The Cardiac Unit of King's Health Partners, Denmark Hill, London, United Kingdom.
Am Heart J. 2010 Aug;160(2):237-43. doi: 10.1016/j.ahj.2010.05.014.
BACKGROUND: Transcatheter aortic valve implantation (TAVI) is an alternative treatment option for patients with aortic stenosis deemed high risk or unsuitable for aortic valve replacement. The aim of this study was to assess the feasibility of TAVI in elderly patients, the delivery of this technology with a multidisciplinary approach, and the use of traditional surgical scoring systems. METHODS: One hundred fifty-one consecutive patients (mean age 82.6 +/- 7.3 years) with severe aortic stenosis underwent TAVI with the Edwards Lifesciences (Irvine, CA) Sapien bioprosthesis using the transapical (n = 84; 56%) or transfemoral (n = 67; 44%) approach from August 2007 to September 2009 at King's Health Partners, London, United Kingdom. We analyzed procedural outcome, complications, functional status, and midterm outcome of patients. RESULTS: The multidisciplinary team comprised interventional cardiologists, cardiothoracic surgeons, imaging specialists, cardiac anesthetists, and specialist nurses. Seventy percent of patients were in New York Heart Association class III/IV, and logistic EuroSCORE was 21.6 +/- 11.9. Procedural success was achieved in 98%. Postoperative complications included stroke (6%), complete atrioventricular block (5.3%), renal failure requiring hemofiltration (9.3%), and vascular injury (8.6%). Overall 30-day mortality was 9.9% (n = 15). The logistic EuroSCORE was a predictor of short-term mortality (logistic regression model, P < .05). Thirty-day mortality post-TAVI for patients with logistic EuroSCORE <20, 20 to 40, and >40 was 5.4%, 13.2%, and 22.2%, respectively. CONCLUSIONS: Transcatheter aortic valve implantation is a feasible treatment option in this patient group with promising short/medium-term results. Renal failure is the commonest short-term complication, and the incidence of vascular complications remains high. Risk prediction/case selection remains challenging, and a multidisciplinary team approach appears to be helpful in appropriate patient selection.

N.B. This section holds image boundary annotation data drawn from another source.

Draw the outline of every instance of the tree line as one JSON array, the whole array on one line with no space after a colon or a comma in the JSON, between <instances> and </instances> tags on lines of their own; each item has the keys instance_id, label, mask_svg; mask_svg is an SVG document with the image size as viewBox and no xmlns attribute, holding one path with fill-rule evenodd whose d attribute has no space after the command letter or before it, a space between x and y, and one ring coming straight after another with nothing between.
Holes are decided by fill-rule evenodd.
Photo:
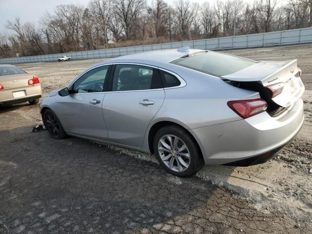
<instances>
[{"instance_id":1,"label":"tree line","mask_svg":"<svg viewBox=\"0 0 312 234\"><path fill-rule=\"evenodd\" d=\"M90 0L59 5L36 23L7 21L0 57L97 50L312 25L312 0ZM111 41L115 43L111 43ZM111 42L111 43L110 43Z\"/></svg>"}]
</instances>

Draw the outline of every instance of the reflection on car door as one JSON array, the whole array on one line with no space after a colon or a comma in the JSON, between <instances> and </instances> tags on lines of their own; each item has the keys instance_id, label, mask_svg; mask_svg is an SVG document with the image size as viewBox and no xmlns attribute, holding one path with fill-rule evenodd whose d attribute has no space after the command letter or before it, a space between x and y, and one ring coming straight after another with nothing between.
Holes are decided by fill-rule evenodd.
<instances>
[{"instance_id":1,"label":"reflection on car door","mask_svg":"<svg viewBox=\"0 0 312 234\"><path fill-rule=\"evenodd\" d=\"M60 111L68 133L107 140L102 104L108 67L102 66L89 70L71 86L71 94L62 97Z\"/></svg>"},{"instance_id":2,"label":"reflection on car door","mask_svg":"<svg viewBox=\"0 0 312 234\"><path fill-rule=\"evenodd\" d=\"M148 124L165 98L159 71L150 67L117 64L103 103L110 141L141 147ZM109 89L110 88L109 88Z\"/></svg>"}]
</instances>

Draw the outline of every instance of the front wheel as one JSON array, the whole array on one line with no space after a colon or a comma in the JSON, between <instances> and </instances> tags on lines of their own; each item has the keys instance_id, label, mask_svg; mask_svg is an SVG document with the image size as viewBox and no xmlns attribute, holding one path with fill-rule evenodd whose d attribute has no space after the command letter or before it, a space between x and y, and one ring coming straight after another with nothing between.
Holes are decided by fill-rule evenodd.
<instances>
[{"instance_id":1,"label":"front wheel","mask_svg":"<svg viewBox=\"0 0 312 234\"><path fill-rule=\"evenodd\" d=\"M189 133L177 126L159 129L154 137L154 149L159 163L175 176L192 176L204 165L195 140Z\"/></svg>"},{"instance_id":2,"label":"front wheel","mask_svg":"<svg viewBox=\"0 0 312 234\"><path fill-rule=\"evenodd\" d=\"M51 110L47 110L43 114L44 126L51 136L54 139L64 139L66 134L56 115Z\"/></svg>"}]
</instances>

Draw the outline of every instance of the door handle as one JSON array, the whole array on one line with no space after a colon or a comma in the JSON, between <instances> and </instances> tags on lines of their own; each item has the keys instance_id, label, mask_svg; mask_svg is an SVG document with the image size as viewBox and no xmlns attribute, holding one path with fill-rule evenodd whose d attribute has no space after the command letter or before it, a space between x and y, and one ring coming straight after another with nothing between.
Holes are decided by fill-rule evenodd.
<instances>
[{"instance_id":1,"label":"door handle","mask_svg":"<svg viewBox=\"0 0 312 234\"><path fill-rule=\"evenodd\" d=\"M90 101L89 102L91 104L98 104L101 103L101 101L99 100L97 100L96 99L94 99L93 100Z\"/></svg>"},{"instance_id":2,"label":"door handle","mask_svg":"<svg viewBox=\"0 0 312 234\"><path fill-rule=\"evenodd\" d=\"M150 101L148 99L144 99L143 101L139 101L139 104L143 105L154 105L154 101Z\"/></svg>"}]
</instances>

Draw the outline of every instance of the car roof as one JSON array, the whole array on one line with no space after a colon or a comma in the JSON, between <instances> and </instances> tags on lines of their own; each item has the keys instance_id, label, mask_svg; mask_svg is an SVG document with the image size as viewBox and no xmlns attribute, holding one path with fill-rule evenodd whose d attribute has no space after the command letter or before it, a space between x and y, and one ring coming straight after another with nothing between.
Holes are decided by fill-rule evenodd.
<instances>
[{"instance_id":1,"label":"car roof","mask_svg":"<svg viewBox=\"0 0 312 234\"><path fill-rule=\"evenodd\" d=\"M184 47L182 47L183 48ZM182 49L182 48L180 48ZM149 61L157 61L163 62L169 62L173 60L179 58L183 56L195 53L205 51L203 50L195 49L171 49L159 50L153 50L146 52L138 53L131 55L125 55L110 59L110 62L118 62L123 60L140 59Z\"/></svg>"},{"instance_id":2,"label":"car roof","mask_svg":"<svg viewBox=\"0 0 312 234\"><path fill-rule=\"evenodd\" d=\"M11 64L0 64L0 67L15 67L15 66L14 66L14 65L11 65Z\"/></svg>"}]
</instances>

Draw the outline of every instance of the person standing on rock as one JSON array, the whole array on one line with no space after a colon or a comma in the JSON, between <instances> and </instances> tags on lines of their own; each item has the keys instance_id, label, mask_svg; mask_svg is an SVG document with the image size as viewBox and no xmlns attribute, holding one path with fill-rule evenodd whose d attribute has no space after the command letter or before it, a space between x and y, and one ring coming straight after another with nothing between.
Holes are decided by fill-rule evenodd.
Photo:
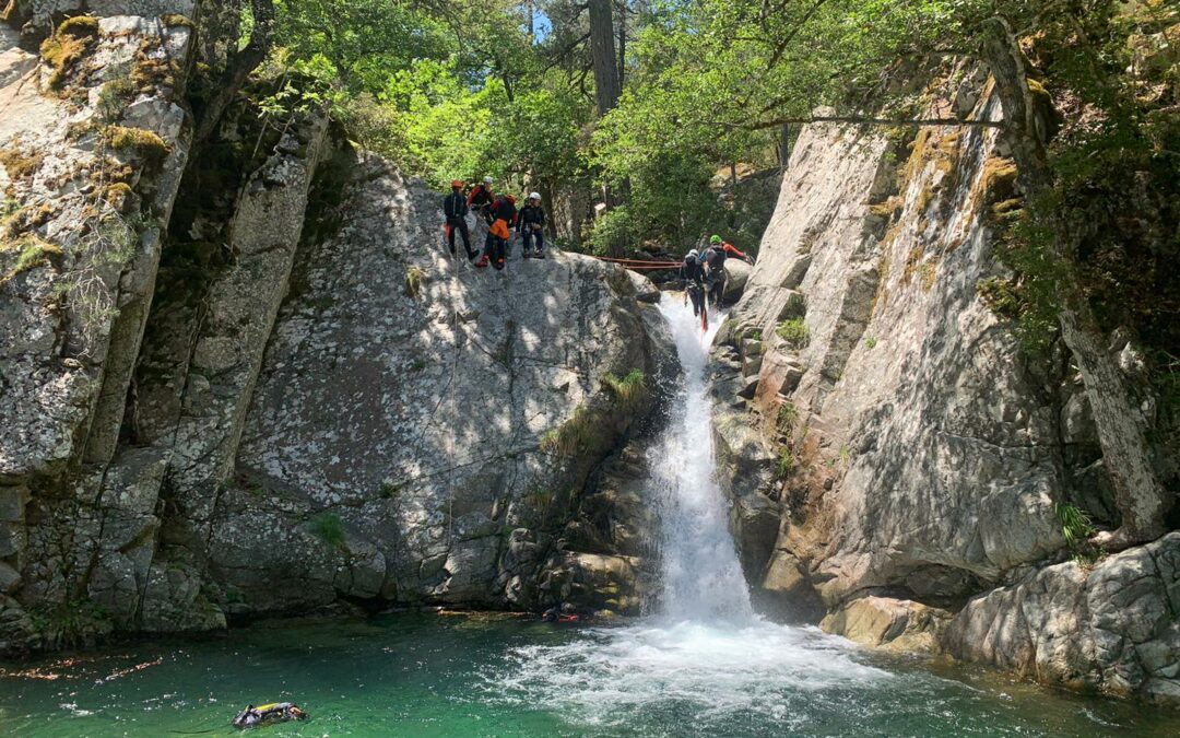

背景:经导管主动脉瓣植入术(TAVI)是一种替代治疗方法,适用于被认为高危或不适合主动脉瓣置换的主动脉瓣狭窄患者。本研究的目的是评估 TAVI 在老年患者中的可行性,采用多学科方法进行该技术的应用,并使用传统的手术评分系统。
方法:2007 年 8 月至 2009 年 9 月,在英国伦敦国王健康合作伙伴,151 例连续的严重主动脉瓣狭窄患者(平均年龄 82.6±7.3 岁)接受了爱德华兹生命科学公司(欧文,加利福尼亚州)的 Sapien 生物瓣经心尖(n=84;56%)或经股(n=67;44%)入路的 TAVI。我们分析了患者的手术结果、并发症、功能状态和中期结果。
结果:多学科团队由介入心脏病专家、心胸外科医生、影像专家、心脏麻醉师和专科护士组成。70%的患者为纽约心脏协会(NYHA)心功能分级 III/IV 级,逻辑 EuroSCORE 为 21.6±11.9。手术成功率为 98%。术后并发症包括卒中(6%)、完全性房室传导阻滞(5.3%)、需要血液滤过的肾衰竭(9.3%)和血管损伤(8.6%)。总体 30 天死亡率为 9.9%(n=15)。逻辑 EuroSCORE 是短期死亡率的预测因素(逻辑回归模型,P<.05)。TAVI 后逻辑 EuroSCORE<20、20-40 和>40 的 30 天死亡率分别为 5.4%、13.2%和 22.2%。
结论:在这组患者中,经导管主动脉瓣植入术是一种可行的治疗选择,具有良好的短期/中期结果。肾衰竭是最常见的短期并发症,血管并发症的发生率仍然较高。风险预测/病例选择仍然具有挑战性,多学科团队方法似乎有助于进行适当的患者选择。